Alguns pequenos excertos ou frases do livro...

"Você sabia que na maior parte de toda a história da humanidade a esperança média de vida foi inferior a trinta anos?... Não havia planos. Não havia tempo para planear. Não havia tempo para o futuro. Mas depois a esperança de vida começou a aumentar e as pessoas começaram a ter mais e mais futuro e a passar mais tempo pensando nele. No futuro. E agora a vida tornou-se o futuro. Todos os momentos da vida são vividos no futuro: Frequentas a escola para entrar na faculdade para arranjar um bom emprego para comprar uma boa casa e mandar os filhos para a faculdade para que eles consigam encontrar um bom emprego para comprarem uma boa casa para mandar os filhos para a faculdade."
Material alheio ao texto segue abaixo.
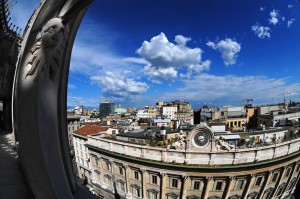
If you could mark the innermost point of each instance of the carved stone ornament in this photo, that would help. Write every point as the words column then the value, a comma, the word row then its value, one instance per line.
column 48, row 50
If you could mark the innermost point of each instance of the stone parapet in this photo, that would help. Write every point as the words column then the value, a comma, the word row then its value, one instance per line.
column 190, row 157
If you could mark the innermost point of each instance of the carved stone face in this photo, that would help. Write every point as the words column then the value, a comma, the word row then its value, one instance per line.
column 53, row 33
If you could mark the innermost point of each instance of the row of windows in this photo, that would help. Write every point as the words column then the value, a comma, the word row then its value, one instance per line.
column 218, row 185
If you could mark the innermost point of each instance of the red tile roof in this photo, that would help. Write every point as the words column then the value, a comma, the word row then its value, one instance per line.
column 90, row 130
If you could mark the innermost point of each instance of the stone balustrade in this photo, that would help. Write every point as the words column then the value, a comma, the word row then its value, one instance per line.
column 193, row 157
"Em algum momento tu precisas deixar de olhar para o céu, ou um belo dia, quando olhares novamente para baixo, vais-te dar conta que também saíste flutuando por aí."

"Gosto dos fios [a propósito de uma das personagens dizer que o seu interior pode estar seguro ou composto devido aos fios que lá existem]. Sempre gostei. Porque é exactamente assim que eu me sinto. No entanto, acho que eles fazem a dor parecer mais fatal do que realmente é. Não somos tão frágeis quanto os fios nos fariam acreditar. E gosto da relva também. Foi ela que me trouxe até ti, que me ajudou a imaginá-lo como uma pessoa de verdade. Mas não somos rebentos da mesma planta. Eu não consigo ser tu. Tu não consegues ser eu. Por mais que tu imagines o outro, nunca o imaginarás com perfeição, não é?"

"Talvez seja mais como disseste antes, rachaduras em todos nós.Como se cada um tivesse começado como um navio inteiramente à prova de água. Mas as coisas vão acontecendo. As pessoas se vão,  ou deixam de nos amar, ou não nos entendem, ou nós não as entendemos... e nós perdemos, erramos, magoamos uns aos outros. E o navio começa a rachar em determinados lugares. E então, quando o navio racha, o final é inevitável.... Mas ainda há um período entre o momento em que as rachaduras começam a abrir-se e o momento em que nós nos rompemos por completo. É nesse intervalo que nós nos conseguimos perceber uns aos outros, porque vemos além de nós próprios, através das nossas rachaduras, e vemos dentro dos outros através das rachaduras deles."

Já li algumas comparações que tentam exprimir ou demonstrar de algum modo o "prazer da leitura", mas a que li nesse livro ainda não conhecia e não podia deixar de reparar nela (mesmo que ela tente em primeira mão demonstrar o prazer de outra coisa):
"Eu queria interromper o xixi, mas é claro que não consegui. Urinar é como ler um bom livro: é muito, muito difícil parar depois de se começar."